In Andrey Gogolev's answer the following two assertions appear:

"It is clear that $X$ is a non-empty . . . set" and "Now consider any maximal interval
$(c,e) \subset ((a,b) - X)$. Recall that $f$ is a polynomial of some degree $d$ on
$(c,e)$."

These are true, but perhaps not transparently obvious. In attempting to fill the gaps, I
developed a variation of the proof which requires neither the observation that $X$ has no
isolated points nor any argument about degrees of polynomials. Here is my adaptation,
borrowed freely from Gogolev:

I use the symbol "$\bot$" for "contradiction."

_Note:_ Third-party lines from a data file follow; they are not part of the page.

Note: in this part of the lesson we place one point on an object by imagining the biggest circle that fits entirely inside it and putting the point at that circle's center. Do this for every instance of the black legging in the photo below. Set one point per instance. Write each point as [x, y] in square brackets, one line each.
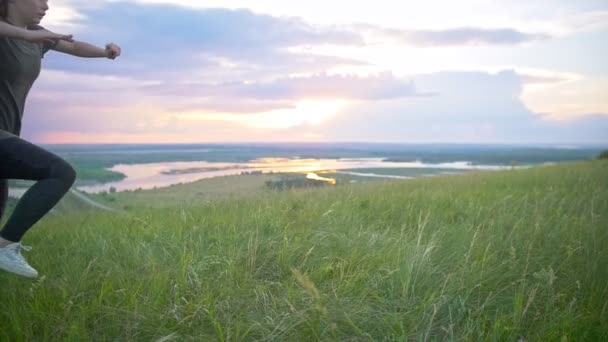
[20, 159]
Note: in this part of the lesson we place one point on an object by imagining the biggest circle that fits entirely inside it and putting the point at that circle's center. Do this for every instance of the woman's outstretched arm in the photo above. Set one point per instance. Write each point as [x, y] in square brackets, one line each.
[10, 31]
[83, 49]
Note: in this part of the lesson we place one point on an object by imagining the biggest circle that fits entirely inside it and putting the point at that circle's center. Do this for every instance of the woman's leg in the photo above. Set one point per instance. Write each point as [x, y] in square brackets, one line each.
[3, 197]
[20, 159]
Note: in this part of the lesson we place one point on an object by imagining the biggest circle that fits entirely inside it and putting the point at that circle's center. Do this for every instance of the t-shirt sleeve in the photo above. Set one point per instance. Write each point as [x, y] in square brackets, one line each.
[46, 45]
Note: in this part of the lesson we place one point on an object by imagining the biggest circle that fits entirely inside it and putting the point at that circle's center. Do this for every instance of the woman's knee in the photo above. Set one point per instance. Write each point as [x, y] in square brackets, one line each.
[64, 171]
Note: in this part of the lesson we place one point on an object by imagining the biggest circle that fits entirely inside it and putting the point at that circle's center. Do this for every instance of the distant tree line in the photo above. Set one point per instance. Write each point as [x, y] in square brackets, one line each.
[286, 183]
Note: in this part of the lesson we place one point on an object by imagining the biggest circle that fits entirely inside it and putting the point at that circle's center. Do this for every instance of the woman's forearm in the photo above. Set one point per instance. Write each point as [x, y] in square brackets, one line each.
[83, 49]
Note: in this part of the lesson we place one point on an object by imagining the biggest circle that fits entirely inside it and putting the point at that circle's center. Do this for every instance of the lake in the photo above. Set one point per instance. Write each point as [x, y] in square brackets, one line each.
[155, 175]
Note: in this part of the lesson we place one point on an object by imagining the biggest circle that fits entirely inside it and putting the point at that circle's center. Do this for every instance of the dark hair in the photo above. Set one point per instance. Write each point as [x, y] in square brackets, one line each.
[3, 8]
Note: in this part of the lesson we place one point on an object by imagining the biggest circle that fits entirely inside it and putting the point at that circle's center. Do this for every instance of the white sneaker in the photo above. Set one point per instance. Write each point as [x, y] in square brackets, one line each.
[11, 260]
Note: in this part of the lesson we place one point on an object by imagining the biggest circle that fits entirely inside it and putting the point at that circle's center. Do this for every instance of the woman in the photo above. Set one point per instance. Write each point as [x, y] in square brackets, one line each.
[22, 45]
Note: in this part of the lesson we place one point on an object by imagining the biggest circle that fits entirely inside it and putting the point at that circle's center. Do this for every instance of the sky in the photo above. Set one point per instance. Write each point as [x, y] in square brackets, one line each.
[196, 71]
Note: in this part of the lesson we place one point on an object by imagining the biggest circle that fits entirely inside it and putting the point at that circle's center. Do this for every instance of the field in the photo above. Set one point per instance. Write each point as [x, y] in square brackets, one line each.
[479, 256]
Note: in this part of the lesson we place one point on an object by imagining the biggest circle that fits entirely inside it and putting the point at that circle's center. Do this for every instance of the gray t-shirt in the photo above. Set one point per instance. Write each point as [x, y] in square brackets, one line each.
[19, 67]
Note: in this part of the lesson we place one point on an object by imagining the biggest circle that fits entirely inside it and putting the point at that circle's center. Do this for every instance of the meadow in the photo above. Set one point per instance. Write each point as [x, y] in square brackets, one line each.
[481, 256]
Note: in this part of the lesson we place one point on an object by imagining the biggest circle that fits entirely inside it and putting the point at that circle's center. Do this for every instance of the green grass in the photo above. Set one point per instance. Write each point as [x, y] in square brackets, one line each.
[473, 257]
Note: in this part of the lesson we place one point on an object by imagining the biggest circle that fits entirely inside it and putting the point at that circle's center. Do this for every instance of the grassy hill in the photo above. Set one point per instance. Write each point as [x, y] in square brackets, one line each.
[480, 256]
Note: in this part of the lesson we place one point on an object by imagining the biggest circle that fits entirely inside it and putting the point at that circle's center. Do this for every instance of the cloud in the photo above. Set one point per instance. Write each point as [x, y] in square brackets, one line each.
[469, 107]
[322, 86]
[165, 41]
[454, 36]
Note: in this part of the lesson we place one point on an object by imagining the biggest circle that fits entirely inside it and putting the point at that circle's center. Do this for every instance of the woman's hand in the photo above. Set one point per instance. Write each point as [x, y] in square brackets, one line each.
[41, 36]
[112, 51]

Define $I = [0,1]$ and $X = \{x \in I: \forall (a,b) \ni x: f|_{(a,b) \cap I} \; is \;
not \; a \; polynomial\}$ .

We first establish the following:

Lemma: Suppose $[c,d] \subset I$ is an interval on which $f$ coincides with a polynomial
$p$. Then there exists a maximal subinterval $[cm,dm]$ having the properties $[c,d]
\subset [cm,dm] \subset I$ and $f = p$ on $[cm,dm]$. Furthermore, $cm \in X \cup \{0\}$
and $dm \in X \cup \{1\}$.

Proof: Let $cm$ = LUB $\{x: f(x) \neq p(x)\} \cup \{0\}$ and $dm$ = GLB $\{x: f(x)
\neq p(x)\} \cup \{1\}$. It is clear that $[cm,dm]$ is maximal. Supppose that $cm
\not \in X$ and $cm \neq 0$. Then we can find another interval $(u,v)$ with $cm \in (u,v)
\subset I$ on which $f$ coincides with a polynomial $q$. But on $[cm,v]$ we have $f = p =
q$, whence $f = p$ on $[u,dm]$. Since $u < cm$, we see that $[cm,dm]$ is not maximal
($\bot$). Therefore, $cm \in X$ or $cm = 0$. Likewise, $dm \in X$ or $dm = 1$.

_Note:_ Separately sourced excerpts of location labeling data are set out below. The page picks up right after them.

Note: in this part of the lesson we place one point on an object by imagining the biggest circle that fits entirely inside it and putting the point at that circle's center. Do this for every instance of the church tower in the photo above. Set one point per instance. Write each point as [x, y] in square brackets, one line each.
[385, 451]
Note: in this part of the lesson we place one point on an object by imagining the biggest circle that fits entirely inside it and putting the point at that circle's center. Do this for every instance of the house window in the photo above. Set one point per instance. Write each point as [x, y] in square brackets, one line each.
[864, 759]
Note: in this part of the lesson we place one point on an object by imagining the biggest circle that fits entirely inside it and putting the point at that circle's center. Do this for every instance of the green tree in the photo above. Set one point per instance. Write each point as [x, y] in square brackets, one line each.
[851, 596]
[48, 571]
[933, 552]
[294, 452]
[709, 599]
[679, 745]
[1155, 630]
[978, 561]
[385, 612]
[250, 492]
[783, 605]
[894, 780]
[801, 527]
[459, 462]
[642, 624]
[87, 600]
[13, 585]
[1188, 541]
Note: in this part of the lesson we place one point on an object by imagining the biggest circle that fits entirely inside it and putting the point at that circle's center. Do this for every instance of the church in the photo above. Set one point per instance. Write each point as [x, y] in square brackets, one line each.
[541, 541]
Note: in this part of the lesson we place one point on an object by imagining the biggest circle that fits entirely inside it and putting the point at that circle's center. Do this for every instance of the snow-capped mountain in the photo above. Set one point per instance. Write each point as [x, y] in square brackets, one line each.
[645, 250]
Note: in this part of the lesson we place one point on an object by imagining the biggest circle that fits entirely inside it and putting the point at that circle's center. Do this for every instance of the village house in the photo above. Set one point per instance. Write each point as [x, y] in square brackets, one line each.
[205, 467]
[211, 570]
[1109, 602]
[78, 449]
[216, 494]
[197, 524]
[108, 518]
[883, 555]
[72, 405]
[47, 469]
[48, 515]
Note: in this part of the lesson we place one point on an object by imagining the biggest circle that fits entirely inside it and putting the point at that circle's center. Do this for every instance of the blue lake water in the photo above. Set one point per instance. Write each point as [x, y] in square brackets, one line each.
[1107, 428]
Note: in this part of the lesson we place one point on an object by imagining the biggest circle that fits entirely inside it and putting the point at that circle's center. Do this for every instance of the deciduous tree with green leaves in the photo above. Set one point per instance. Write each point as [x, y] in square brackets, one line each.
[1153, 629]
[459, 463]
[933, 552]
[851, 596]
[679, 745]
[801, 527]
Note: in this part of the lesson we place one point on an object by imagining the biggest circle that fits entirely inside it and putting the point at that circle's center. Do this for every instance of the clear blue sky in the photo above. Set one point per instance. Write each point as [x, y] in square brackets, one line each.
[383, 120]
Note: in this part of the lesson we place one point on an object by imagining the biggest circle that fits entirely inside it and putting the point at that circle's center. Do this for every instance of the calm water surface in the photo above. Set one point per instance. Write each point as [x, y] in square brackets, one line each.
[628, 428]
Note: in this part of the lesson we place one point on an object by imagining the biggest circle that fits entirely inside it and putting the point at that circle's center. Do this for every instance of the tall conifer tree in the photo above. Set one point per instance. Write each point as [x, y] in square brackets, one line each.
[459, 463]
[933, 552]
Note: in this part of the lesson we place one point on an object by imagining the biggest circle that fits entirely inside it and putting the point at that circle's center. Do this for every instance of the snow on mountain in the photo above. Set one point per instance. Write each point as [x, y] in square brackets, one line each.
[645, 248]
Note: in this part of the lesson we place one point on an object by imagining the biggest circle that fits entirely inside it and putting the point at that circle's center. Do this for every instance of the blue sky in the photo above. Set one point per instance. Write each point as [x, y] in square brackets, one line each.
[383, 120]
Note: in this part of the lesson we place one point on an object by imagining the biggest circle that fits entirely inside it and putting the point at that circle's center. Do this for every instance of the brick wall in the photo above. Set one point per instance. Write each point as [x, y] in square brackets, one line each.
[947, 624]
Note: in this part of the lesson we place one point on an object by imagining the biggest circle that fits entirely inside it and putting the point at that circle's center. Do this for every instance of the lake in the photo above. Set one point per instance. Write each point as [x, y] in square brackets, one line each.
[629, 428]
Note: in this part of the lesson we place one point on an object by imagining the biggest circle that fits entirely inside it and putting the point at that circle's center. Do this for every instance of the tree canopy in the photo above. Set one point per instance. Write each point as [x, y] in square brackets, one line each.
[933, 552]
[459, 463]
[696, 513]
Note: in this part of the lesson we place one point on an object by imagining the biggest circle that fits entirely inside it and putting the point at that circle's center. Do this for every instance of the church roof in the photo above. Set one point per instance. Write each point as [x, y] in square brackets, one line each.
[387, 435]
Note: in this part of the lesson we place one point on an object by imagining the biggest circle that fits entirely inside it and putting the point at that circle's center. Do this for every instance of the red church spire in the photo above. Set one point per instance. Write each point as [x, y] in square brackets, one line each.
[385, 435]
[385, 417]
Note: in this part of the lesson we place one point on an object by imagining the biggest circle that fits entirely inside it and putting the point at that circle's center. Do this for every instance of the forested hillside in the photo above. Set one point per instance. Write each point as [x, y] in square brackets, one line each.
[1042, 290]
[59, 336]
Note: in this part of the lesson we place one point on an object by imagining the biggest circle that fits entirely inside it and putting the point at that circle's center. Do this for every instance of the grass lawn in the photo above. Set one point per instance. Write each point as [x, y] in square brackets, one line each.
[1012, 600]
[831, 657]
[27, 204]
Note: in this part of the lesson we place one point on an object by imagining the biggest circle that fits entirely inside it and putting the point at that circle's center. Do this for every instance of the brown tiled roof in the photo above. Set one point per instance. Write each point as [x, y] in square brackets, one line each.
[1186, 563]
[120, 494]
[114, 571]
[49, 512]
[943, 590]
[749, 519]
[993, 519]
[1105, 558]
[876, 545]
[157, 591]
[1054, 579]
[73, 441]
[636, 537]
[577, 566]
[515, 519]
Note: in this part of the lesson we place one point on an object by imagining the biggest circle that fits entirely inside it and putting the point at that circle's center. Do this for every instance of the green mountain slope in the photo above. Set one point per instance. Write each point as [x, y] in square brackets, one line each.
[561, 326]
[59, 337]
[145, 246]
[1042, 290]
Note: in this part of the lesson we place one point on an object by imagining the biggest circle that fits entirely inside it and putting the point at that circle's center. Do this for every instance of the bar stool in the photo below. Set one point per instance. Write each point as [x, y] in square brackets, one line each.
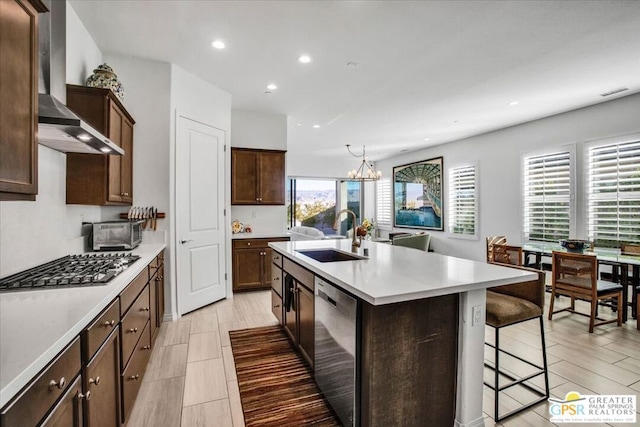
[506, 306]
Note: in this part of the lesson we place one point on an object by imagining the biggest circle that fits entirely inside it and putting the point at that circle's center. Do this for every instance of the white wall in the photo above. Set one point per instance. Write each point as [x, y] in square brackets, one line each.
[498, 157]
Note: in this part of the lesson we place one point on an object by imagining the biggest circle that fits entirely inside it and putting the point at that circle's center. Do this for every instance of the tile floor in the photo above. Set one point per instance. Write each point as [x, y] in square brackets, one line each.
[191, 382]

Now we begin the proof-by-$\bot$ of the main result. Suppose that $f$ is not a polynomial
on $I$.

If $X = \emptyset$, we begin with any $[c,d]$, and the lemma tells us that $cm = 0$ and
$dm = 1$, so $f$ is a polynomial on $I$ ($\bot$). Thus, $X \neq \emptyset$. Now define
$S_n = \{x: f^{(n)}(x) = 0\}$. $X$ and $S_n$ are clearly closed. Applying the Baire
category theorem to the covering $\{X \cap S_n\}$ of the complete metric space $X$, we get
that there exists an interval $(a,b)$ such that $(a,b) \cap X \neq \emptyset$ and $(a,b)
\cap X \subset S_n$ for some $n$. (It is important here that $S_n$ is closed.)

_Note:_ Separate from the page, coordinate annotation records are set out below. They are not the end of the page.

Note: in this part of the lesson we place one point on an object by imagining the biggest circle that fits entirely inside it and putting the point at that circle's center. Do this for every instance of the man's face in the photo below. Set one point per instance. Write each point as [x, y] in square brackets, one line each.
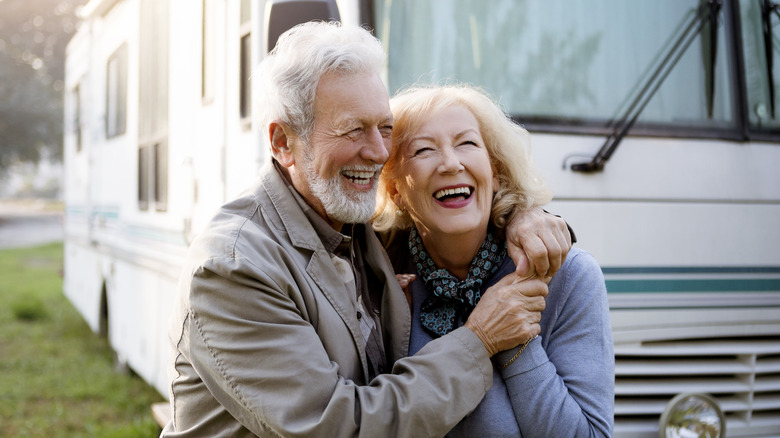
[338, 170]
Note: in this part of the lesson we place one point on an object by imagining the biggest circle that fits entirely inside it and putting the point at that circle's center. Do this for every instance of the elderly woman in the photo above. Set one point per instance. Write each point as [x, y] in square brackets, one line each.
[458, 169]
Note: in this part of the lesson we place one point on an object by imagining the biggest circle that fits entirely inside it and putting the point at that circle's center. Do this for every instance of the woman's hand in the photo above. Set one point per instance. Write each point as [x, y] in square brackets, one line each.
[509, 312]
[538, 242]
[405, 280]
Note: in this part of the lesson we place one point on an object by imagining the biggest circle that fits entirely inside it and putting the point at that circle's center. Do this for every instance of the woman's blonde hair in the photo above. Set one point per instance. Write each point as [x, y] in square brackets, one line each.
[508, 145]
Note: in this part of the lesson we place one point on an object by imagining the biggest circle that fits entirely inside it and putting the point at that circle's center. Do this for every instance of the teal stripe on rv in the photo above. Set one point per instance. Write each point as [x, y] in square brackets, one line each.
[694, 285]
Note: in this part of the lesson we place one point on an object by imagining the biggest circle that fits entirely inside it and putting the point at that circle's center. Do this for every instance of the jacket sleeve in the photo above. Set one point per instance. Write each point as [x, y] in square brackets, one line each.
[563, 386]
[264, 362]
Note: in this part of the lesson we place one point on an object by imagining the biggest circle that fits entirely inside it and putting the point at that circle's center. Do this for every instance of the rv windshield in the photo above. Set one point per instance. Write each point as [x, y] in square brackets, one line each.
[582, 63]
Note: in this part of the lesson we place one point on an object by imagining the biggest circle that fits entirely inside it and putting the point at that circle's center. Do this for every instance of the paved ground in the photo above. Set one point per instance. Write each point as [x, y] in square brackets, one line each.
[28, 223]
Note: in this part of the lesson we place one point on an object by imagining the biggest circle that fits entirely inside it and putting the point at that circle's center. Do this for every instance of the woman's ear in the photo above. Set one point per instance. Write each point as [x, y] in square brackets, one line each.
[281, 138]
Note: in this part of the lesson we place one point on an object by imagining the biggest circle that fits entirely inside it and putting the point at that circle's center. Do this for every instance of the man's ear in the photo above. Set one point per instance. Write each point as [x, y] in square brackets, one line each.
[281, 137]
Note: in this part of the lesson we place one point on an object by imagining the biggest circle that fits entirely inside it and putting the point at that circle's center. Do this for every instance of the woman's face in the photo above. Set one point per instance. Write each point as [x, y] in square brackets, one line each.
[445, 178]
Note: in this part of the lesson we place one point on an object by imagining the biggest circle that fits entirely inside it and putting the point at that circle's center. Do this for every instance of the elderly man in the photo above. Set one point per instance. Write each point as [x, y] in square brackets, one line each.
[290, 320]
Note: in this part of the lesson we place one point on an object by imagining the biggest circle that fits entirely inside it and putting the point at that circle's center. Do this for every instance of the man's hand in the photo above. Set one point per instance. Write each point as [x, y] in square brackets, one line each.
[509, 312]
[538, 243]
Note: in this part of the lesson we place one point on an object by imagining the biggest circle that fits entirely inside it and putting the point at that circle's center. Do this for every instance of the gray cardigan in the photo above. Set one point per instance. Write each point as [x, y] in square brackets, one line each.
[562, 385]
[265, 338]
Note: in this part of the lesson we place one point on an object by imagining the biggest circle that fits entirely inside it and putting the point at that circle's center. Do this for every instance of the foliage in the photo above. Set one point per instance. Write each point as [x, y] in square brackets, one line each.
[58, 378]
[33, 36]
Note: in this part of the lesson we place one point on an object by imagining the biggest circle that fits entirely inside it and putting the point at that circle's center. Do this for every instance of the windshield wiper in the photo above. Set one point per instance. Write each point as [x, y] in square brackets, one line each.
[767, 7]
[708, 13]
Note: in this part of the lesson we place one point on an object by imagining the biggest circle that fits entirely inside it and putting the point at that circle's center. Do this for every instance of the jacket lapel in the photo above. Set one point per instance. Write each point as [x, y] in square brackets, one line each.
[321, 268]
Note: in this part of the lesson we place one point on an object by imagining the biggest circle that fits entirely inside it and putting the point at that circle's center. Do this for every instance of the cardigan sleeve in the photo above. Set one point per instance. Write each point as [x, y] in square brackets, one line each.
[562, 384]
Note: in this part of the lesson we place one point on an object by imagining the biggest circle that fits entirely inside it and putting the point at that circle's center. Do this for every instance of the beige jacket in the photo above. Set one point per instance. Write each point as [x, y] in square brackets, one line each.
[266, 341]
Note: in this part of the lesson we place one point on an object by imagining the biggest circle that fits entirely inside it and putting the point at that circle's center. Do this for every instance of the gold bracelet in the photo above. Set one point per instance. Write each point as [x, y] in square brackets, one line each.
[518, 353]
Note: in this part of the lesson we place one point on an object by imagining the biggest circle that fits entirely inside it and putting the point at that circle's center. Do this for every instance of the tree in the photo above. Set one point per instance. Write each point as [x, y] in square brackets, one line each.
[33, 37]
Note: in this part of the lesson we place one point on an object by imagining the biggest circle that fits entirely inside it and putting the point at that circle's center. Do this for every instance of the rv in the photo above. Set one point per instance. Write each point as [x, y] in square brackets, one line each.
[655, 123]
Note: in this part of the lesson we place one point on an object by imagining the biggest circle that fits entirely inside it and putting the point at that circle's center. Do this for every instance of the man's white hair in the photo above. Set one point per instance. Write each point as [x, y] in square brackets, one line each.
[287, 78]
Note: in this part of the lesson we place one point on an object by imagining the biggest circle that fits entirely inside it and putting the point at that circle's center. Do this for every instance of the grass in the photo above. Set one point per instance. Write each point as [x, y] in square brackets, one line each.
[57, 378]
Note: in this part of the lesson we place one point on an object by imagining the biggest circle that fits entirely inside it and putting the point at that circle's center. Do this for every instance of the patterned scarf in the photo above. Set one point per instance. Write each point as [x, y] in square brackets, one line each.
[452, 298]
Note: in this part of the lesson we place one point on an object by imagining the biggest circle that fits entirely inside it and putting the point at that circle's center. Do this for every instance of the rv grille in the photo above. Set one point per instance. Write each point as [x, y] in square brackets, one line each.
[743, 374]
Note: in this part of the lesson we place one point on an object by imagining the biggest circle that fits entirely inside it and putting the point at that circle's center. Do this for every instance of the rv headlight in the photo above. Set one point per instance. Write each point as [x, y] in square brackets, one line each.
[692, 415]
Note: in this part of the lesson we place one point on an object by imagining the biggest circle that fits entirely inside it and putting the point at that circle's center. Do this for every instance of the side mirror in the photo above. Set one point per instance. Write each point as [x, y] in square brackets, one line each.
[282, 15]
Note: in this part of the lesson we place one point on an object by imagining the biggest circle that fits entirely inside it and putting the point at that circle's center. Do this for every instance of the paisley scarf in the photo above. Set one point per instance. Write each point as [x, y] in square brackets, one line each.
[449, 298]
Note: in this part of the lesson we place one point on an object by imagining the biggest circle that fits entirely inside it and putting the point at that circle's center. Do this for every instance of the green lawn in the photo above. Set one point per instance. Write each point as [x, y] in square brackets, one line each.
[57, 378]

Put $J = (a,b) \cap I$, and let $a1$ and $b1$ be the left and right end-points of $J$.
(Observe that it is possible that $a1 = 0$ or $b1 = 1$, so J may not be open.) If $J
\subset S_n$, then $f$ is a polynomial on $J$, whence $(a,b) \cap X = (a,b) \cap I \cap X
= J \cap X = \emptyset$ ($\bot$). Thus, we can choose a point $t \in J - S_n$. Now $t
\not \in X$, since $(a,b) \cap X \subset S_n$. Therefore, we can find an interval $(c,d)
\ni t$ such that $f$ coincides with a polynomial $p$ on $(c,d) \cap I$. Furthermore, $f =
p$ on the closure of $(c,d) \cap I$, which is an interval of the form $[c1,d1] \subset I$.
Apply the lemma to $[c1,d1]$ to obtain a maximal interval $[cm,dm]$ having the stated
properties. Since $t \not \in S_n$ and considering $p$, we see that $cm \not \in S_n$.
Suppose $cm > a1$. Then we have $a \le a1 < cm \le c1 \le t < b$, so $cm \in (a,b)$.
From the lemma, $cm \in X$, since $cm > a1 \ge 0$. Thus, $cm \in (a,b) \cap X \subset
S_n$ ($\bot$). Therefore, $cm \le a1$. Likewise, $dm \ge b1$. Thus, $f$ is a polynomial
on $J \subset [a1,b1] \subset [cm,dm]$, whence, as above, $(a,b) \cap X = \emptyset$
($\bot$). We are at last forced to conclude that $f$ must indeed be a polynomial on $I$.